Tim Hecker, un canadese a Tokyo

Konoyo è il nuovo capolavoro del produttore avant-garde, che ricombina materiali musicali registrati in un tempio giapponese

Tim Hecker, Konoyo
Disco
pop
Tim Hecker
Konoyo
Kranky
2018

Ormai da alcuni anni il procedimento utilizzato dal canadese Tim Hecker per produrre i propri lavori si è stabilizzato. In genere impiega come materie prime fonti “naturali”: un organo a canne da lui stesso suonato dentro una chiesa islandese (Ravedeath, 1972 del 2011), le esecuzioni di un ensemble orchestrale neoclassico (in Virgins, 2013) o un coro impegnato a far rivivere le partiture dell’autore franco fiammingo di epoca rinascimentale Josquin des Prez (nel precedente Love Streams, datato 2016).

Ogni volta i risultati vengono filtrati poi attraverso circuiti digitali, scomponendoli, deformandoli e trasfigurandoli, sino a renderli pressoché irriconoscibili.

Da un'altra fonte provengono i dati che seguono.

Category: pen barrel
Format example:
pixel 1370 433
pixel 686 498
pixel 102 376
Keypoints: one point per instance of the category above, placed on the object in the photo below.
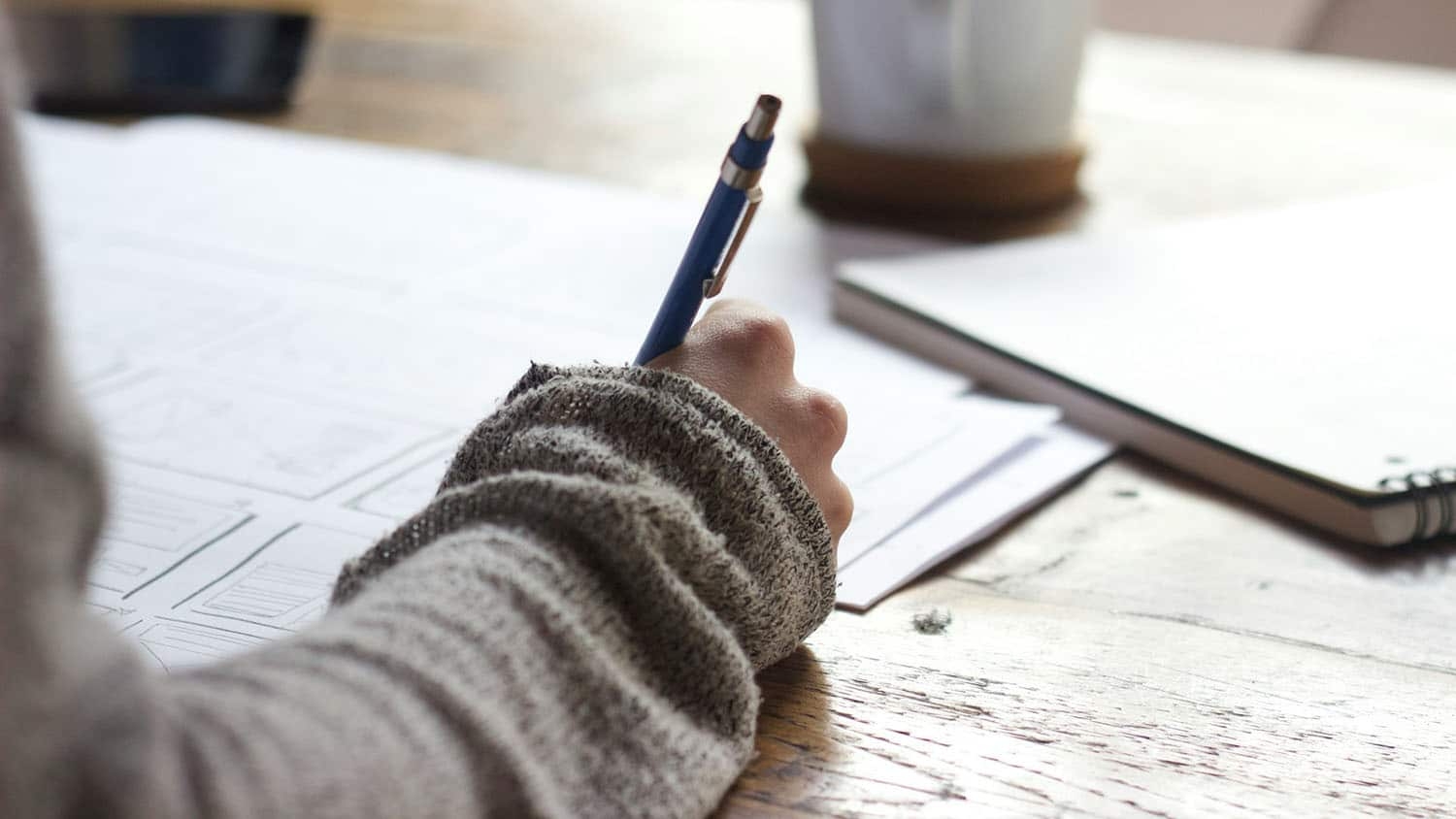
pixel 684 297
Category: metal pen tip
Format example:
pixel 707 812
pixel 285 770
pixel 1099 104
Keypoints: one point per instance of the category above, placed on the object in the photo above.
pixel 765 114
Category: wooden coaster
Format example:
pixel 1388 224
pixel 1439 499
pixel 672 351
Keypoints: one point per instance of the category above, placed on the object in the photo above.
pixel 874 178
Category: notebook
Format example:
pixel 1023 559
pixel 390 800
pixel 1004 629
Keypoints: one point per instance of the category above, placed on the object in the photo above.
pixel 1302 357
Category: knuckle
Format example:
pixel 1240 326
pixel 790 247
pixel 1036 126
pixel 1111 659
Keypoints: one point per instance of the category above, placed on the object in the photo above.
pixel 763 337
pixel 827 416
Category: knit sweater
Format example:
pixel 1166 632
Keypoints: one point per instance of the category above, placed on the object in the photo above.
pixel 571 627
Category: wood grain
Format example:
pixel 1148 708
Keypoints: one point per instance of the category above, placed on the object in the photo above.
pixel 1143 646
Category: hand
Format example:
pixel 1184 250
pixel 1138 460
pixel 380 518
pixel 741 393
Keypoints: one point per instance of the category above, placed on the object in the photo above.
pixel 745 352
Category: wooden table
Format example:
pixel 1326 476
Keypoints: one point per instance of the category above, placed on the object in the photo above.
pixel 1144 644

Così è pure nel nuovo album, la cui intestazione in giapponese – con vocabolo traducibile in “questo mondo”, Konoyo – dichiara la provenienza delle risorse originarie, create in un tempio nei dintorni della capitale dai componenti del Tokyo Gakuso, gruppo che da decenni perpetua la tradizione millenaria del gagaku, la musica delle corti imperiali in passato già motivo di suggestione per compositori quali La Monte Young e Olivier Messiaen.

All’ascolto, se ne coglie l’eco qui e là durante lo scorrere del disco, in particolare nel bordone d’archi percepibile verso l’epilogo dell’imponente “In Mother Earth Phase”, oppure negli arpeggi esotici da cui prende il via la conclusiva “Across to Anoyo”, che dopo un tour de force lungo oltre un quarto d’ora termina – chiudendo il cerchio – su accordi analoghi a quelli posti in apertura dell’iniziale “This Life”, dove gli accenti acuti dei medesimi strumenti – trattati tecnologicamente – sembrano grida di gabbiani meccanici.

Al solito l’effetto è una sorta di vertigine emotiva, causata dall’alternanza di turbamento e beatitudine, fra turbini da musique concrète ed elegiache fughe ambient. Esemplari sono in quel senso “In Death Valley” e “Keyed Out”, fra gli apici di un’opera che va tuttavia considerata nell’insieme, essendo flusso sonoro senza soluzione di continuità.

Meno claustrofobico e maggiormente organico rispetto ai predecessori, Konoyo aggiunge un tassello prezioso al mosaico espressivo di Hecker, riaffermandone lo status di artista annoverato a ragione nell’aristocrazia dell’avant-garde contemporanea.